4th Edition: Trends in Marketing Communications Law
The most significant developments in U.S. copyright law will be coming from the courts and not elected officials this year, continuing a trend from 2016.
Congress is not expected to expand copyright protection for clothing, combat offshore online piracy, broaden exemptions to software anti-circumvention protection or otherwise modernize the Copyright Act, despite demands from the public for these and other copyright reforms. Instead, the courts are likely to remain the principal source for meaningful substantive and procedural changes to copyright law.
For example, the Supreme Court recently issued a decision in the so-called “cheerleader uniform” case, creating a very permissive standard for determining whether the pictorial, graphic and sculptural features of a useful article are protected by copyright. Under this new standard the aesthetic features of an industrial design, like the surface decorations on a cheerleading uniform, are protected by copyright when those features can theoretically be separated from the industrial design, applied to another tangible medium, and exist as a freestanding pictorial, graphic or sculptural work. This decision gives the fashion industry and industrial design businesses broad protection and a robust tool to help fight knockoffs.
Also noteworthy is the long-running “dancing baby” case, which in 2016 held that a copyright owner may not send a Digital Millennium Copyright Act (DMCA) notice to a website, demanding takedown of allegedly infringing user-generated content (UGC) – there, a YouTube video of a baby boogieing to a Prince song – without first determining in good faith that the UGC is not a fair use. Currently a petition is pending before the Supreme Court for a decision that copyright owners must consider fair use under objectively reasonable standards, and not merely subjectively in good faith.
Relatedly, a lawsuit by the music industry last year against the video-sharing website Vimeo increased the proof required for copyright owners to establish that websites hosting UGC have “red flag” knowledge that the UGC is infringing, and, therefore, lose DMCA immunity. The court there held that website employees lack “red flag” knowledge unless they have actual knowledge that UGC is infringing or are aware of facts that make infringement obvious to an ordinary person. The case also held that copyright owners cannot impute “red flag” knowledge to websites merely because the websites suspected copyright infringement or failed to investigate or screen for copyright infringement.

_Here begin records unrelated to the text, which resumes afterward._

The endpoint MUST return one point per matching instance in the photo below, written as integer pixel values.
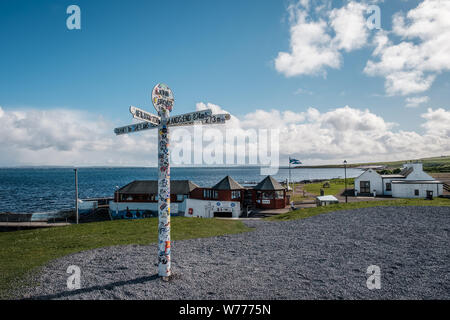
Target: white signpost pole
(163, 100)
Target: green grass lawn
(336, 186)
(309, 212)
(23, 251)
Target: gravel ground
(322, 257)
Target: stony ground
(322, 257)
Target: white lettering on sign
(189, 118)
(134, 128)
(162, 97)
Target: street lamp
(345, 179)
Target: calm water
(50, 190)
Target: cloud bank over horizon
(409, 57)
(71, 138)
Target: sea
(49, 190)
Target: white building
(411, 182)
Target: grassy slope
(309, 212)
(22, 251)
(430, 164)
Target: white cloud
(437, 123)
(411, 65)
(313, 45)
(64, 137)
(350, 26)
(414, 102)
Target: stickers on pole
(162, 98)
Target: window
(210, 194)
(267, 195)
(364, 187)
(279, 195)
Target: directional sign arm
(144, 115)
(134, 128)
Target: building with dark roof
(227, 198)
(411, 182)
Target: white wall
(206, 208)
(142, 206)
(388, 180)
(375, 181)
(400, 190)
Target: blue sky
(220, 52)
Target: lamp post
(345, 179)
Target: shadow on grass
(109, 286)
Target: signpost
(163, 101)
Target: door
(364, 187)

Additionally, businesses that commission vendors to create copyrightable content should take careful note of a 2016 appellate court decision involving video footage commissioned by the actor Jared Leto, which held that, to be enforceable, a work-for-hire agreement must be entered into before the commissioned work is created. Interestingly, this decision is consistent with one circuit court, and in conflict with other circuit courts.

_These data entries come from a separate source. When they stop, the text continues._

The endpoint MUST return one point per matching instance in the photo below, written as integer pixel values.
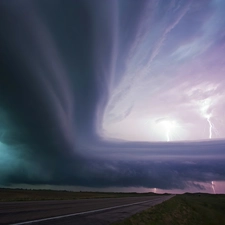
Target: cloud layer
(111, 93)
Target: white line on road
(82, 213)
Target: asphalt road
(82, 212)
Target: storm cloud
(112, 93)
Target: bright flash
(169, 127)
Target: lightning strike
(210, 125)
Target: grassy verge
(187, 209)
(7, 194)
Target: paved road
(82, 212)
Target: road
(82, 212)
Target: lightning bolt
(210, 125)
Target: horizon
(113, 95)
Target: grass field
(186, 209)
(7, 194)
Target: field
(7, 194)
(186, 209)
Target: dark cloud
(57, 64)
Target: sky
(119, 95)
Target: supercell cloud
(112, 94)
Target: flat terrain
(186, 209)
(103, 211)
(7, 195)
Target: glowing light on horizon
(213, 187)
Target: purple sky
(113, 95)
(172, 85)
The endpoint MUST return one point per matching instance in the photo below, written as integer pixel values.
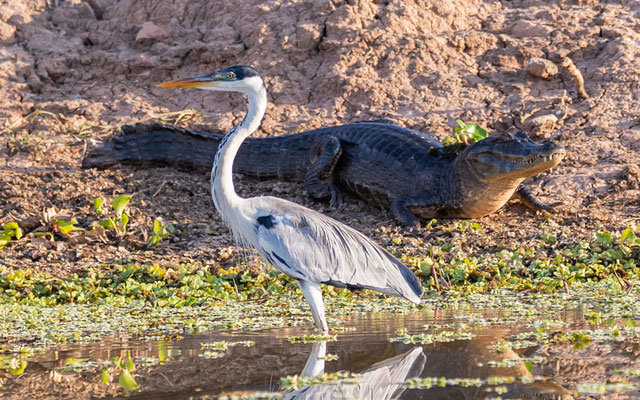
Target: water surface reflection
(188, 368)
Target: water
(209, 365)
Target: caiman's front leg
(531, 201)
(425, 205)
(403, 214)
(319, 179)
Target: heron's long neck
(222, 190)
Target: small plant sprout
(10, 231)
(469, 133)
(97, 205)
(159, 233)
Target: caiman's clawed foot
(413, 229)
(336, 197)
(531, 201)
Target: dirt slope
(71, 72)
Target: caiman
(405, 170)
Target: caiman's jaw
(510, 157)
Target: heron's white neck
(222, 190)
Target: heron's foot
(336, 197)
(413, 228)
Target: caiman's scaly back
(402, 169)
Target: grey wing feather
(313, 247)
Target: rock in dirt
(151, 31)
(541, 68)
(541, 125)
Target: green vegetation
(10, 231)
(465, 134)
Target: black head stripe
(267, 221)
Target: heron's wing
(313, 247)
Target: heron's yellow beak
(198, 81)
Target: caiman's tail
(156, 145)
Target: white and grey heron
(307, 246)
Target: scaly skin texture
(382, 163)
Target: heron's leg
(531, 201)
(313, 293)
(315, 363)
(319, 179)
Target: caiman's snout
(551, 153)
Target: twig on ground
(575, 72)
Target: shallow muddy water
(393, 356)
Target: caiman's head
(508, 157)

- Fashion designers and other creators of useful articles have received expanded copyright protection for their designs, giving them a powerful new tool to combat knockoffs.
- Copyright owners must determine in good faith, and perhaps even objectively reasonably, that UGC is not a fair use before filing a DMCA takedown notice.
- Copyright owners will face a high bar to prove that a website had “red flag” knowledge that UGC was infringing and, therefore, that the website should lose DMCA immunity.
- Work-for-hire agreements should be executed before a work is created, or their enforceability will depend on the state law governing the agreements.